Le 29 mars 2025 avait lieu en Vendée, dans les bois du célèbre Logis de la Chabotterie, une très belle et émouvante cérémonie à la Croix de Charette, lieu où fut arrêté le Généralissime des Armées Catholiques et Royales, il y a 230 ans. Cérémonie organisée par les Amis de la Chabotterie avec le soutien de l’association Jubilé de la Vendée.
En exclusivité pour le Salon Beige, voici l’allocution prononcée au nom du généralissime :
« Moi, François Athanase Charette de La Contrie, je garde un souvenir précis de ce lieu même où vous êtes ici fidèlement rassemblés. Cela fait précisément 229 années. Ce lieu où mon cher garde du corps, Pfeiffer, m’enlève de force mon couvre-chef pour s’en coiffer, puis pour courir dans les bois, juste ici, devant vous. Pour, en se signalant ainsi aux bleus, aller à une mort certaine. Sacrifice accepté de sa personne, pour que je vive.
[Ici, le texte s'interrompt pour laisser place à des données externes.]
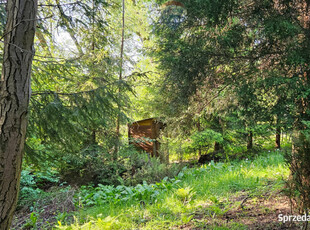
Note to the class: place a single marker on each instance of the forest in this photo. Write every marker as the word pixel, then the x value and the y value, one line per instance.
pixel 154 114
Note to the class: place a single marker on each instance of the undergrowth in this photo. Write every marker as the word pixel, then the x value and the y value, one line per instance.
pixel 176 201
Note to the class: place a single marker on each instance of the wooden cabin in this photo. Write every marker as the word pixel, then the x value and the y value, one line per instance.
pixel 144 135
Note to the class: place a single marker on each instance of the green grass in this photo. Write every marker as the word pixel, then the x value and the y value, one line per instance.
pixel 206 190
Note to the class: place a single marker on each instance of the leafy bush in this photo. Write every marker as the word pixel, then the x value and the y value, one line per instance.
pixel 33 183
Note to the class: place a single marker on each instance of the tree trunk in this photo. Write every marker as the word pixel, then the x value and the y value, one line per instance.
pixel 278 138
pixel 217 147
pixel 14 99
pixel 250 141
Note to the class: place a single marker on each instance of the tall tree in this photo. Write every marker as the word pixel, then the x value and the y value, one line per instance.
pixel 15 93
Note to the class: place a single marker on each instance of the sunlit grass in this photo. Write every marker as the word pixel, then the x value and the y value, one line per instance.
pixel 205 186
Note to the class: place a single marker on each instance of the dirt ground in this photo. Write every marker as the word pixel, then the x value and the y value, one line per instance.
pixel 250 213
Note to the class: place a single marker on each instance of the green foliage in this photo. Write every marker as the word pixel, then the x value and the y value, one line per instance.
pixel 173 202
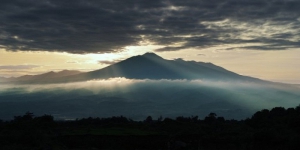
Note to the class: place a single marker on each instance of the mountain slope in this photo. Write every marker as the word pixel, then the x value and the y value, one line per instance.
pixel 150 66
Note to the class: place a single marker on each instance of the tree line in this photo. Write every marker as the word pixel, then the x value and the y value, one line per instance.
pixel 277 128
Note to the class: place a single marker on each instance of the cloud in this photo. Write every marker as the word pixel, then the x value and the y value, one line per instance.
pixel 18 67
pixel 138 99
pixel 109 26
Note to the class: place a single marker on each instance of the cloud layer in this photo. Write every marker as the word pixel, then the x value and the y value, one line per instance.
pixel 138 99
pixel 90 26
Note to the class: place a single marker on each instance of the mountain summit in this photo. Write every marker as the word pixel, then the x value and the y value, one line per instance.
pixel 152 66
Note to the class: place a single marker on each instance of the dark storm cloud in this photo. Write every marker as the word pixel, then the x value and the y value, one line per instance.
pixel 18 67
pixel 90 26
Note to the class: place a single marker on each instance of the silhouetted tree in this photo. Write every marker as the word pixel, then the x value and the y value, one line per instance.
pixel 148 119
pixel 211 117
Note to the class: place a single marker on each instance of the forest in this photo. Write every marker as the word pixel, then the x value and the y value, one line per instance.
pixel 277 128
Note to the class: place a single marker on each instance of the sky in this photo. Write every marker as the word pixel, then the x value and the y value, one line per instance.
pixel 258 38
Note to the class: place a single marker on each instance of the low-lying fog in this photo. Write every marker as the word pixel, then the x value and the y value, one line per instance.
pixel 137 99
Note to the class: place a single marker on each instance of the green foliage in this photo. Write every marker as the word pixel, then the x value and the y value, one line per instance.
pixel 278 128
Ou tout au moins pour que je vive encore un peu, le temps de terminer mon épopée avec panache, puisqu’il ne m’est resté plus que lui à défendre.
Mais que vois-je venir là ? Oui c’est bien lui mon vieux panache tout écorné, tout cabossé. Il revient, il témoigne toujours d’une foi, d’une espérance (le panache est déposé au pieds de la croix).
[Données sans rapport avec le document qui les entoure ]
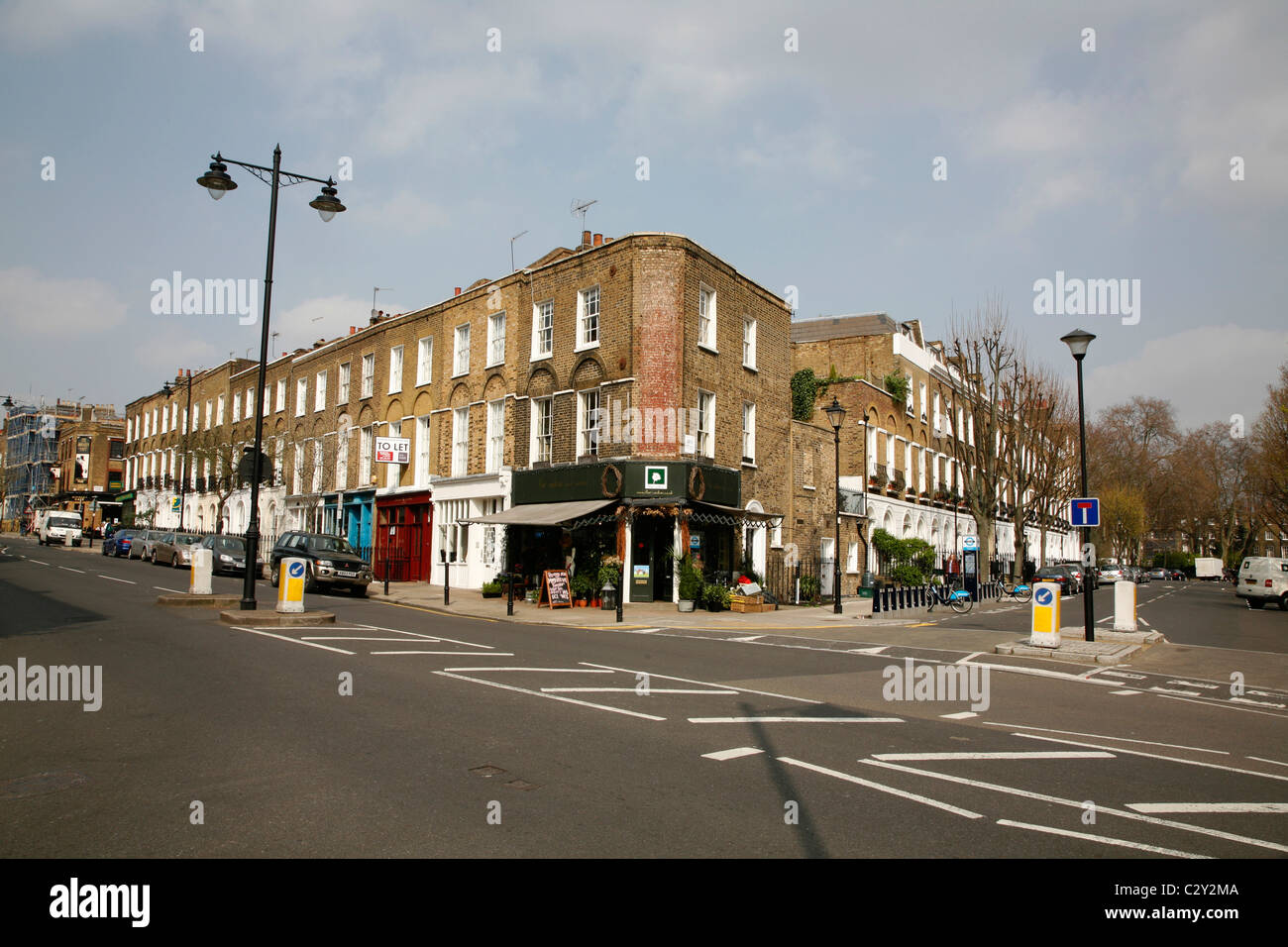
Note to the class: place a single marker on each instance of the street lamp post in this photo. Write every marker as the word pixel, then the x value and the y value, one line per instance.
pixel 183 460
pixel 836 415
pixel 1078 341
pixel 326 204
Mais, jadis, comment suis-je arrivé ici même, moi qu’on a appelé le « Roi de la Vendée », pour finir abandonné par presque tous, traqué comme une bête sauvage, alors qu’il y a peu encore nous étions si près de la victoire ? Moi qui ai combattu souvent, qui fut battu parfois, mais qui ne fut jamais abattu.
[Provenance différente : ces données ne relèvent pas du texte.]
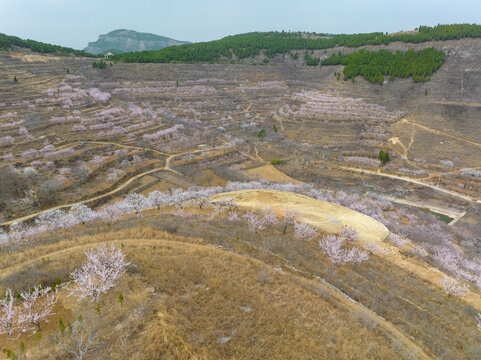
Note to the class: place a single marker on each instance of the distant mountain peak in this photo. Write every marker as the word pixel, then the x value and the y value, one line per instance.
pixel 124 40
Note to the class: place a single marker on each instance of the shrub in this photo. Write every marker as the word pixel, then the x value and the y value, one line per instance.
pixel 383 156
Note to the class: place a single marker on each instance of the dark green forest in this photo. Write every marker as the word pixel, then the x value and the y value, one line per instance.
pixel 272 43
pixel 374 65
pixel 7 42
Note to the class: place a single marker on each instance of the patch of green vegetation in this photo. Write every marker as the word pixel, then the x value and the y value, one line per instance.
pixel 272 43
pixel 374 65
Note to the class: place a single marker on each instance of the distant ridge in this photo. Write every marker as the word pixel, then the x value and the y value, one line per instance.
pixel 122 40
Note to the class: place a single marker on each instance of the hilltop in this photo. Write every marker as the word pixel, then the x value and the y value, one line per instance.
pixel 123 40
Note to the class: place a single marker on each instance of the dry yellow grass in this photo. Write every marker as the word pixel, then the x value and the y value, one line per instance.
pixel 191 301
pixel 271 173
pixel 330 218
pixel 327 216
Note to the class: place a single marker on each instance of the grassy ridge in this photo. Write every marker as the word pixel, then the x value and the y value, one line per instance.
pixel 272 43
pixel 7 42
pixel 374 65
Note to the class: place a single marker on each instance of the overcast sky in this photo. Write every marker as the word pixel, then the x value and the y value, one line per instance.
pixel 74 23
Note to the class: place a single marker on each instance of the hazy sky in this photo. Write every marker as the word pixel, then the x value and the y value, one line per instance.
pixel 76 22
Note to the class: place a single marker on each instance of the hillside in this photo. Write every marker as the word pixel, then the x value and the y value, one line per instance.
pixel 250 214
pixel 8 42
pixel 122 40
Je me souviens de la chute de ce tyran, Robespierre, qui voulait régénérer l’humanité, faire un homme nouveau ! Il lui fallait donc pour cela éliminer l’homme ancien, l’homme de nos bocages et de nos marais qui voulait tout simplement continuer à vivre paisiblement sa foi. Je me souviens de cette Convention atterrée face à notre puissance que rien ne semblait pouvoir arrêter. Je me souviens de ces généraux craintifs de l’armée de l’Ouest, à bout, et qui nous ont proposé la paix.
J’ai voulu cette paix. Beaucoup de mes proches craignaient que ce ne fut qu’un piège pour tuer notre résistance. Mais contre ces avis prudents et inquiets, j’ai espéré. J’ai gardé un immense espoir grâce à une clause secrète. Clause qui devait tout changer, mais que je ne pouvais confier à mes proches tant elle était fragile et risquée.
J’ai accepté à la Jaunaye un traité aux conditions vivement négociées. Que notre religion soit libre, d’abord. Que le territoire insurgé soit érigé en un corps de nation. Que l’armée vendéenne devienne une garde territoriale. Et, suite à sa tentative d’extermination, que notre peuple reçoive une juste indemnisation afin qu’il puisse revivre autant que possible, mais aussi pour confirmer cette infamie aux yeux des générations à venir.
J’ai bâti tout près d’ici, vers le midi à guère plus de trois lieues, une demeure qu’on appellera « Palais royal ». Cela m’a fait bien rire tant elle était accueillante mais modeste. Mon dessin politique était ambitieux. Je l’ai estimé crucial. Je voulais ériger sur notre terre ainsi protégée un petit royaume destiné à recevoir notre tout jeune roi. Voilà cette clause secrète : on m’avait promis le retour de Louis-Charles de France et de sa sœur Marie-Thérèse de France, les deux orphelins innocents maintenus ignominieusement dans la Tour du Temple.
Mais ce 20 juin 1795, à midi, coup de tonnerre. La foudre me tombe dessus. J’apprends que le petit roi, Louis le dix-septième, n’est plus. Le Palais royal restera vide, à jamais ! Mes sentiments sont violents, confus, atterrés. J’ai pleuré la mort du roi. Je voulais pour lui une couronne d’or et de pierres précieuses, il n’eut qu’une couronne d’épines. Je voulais pour lui un royaume sur terre, je compris d’un coup que son vrai royaume ne serait pas de ce monde.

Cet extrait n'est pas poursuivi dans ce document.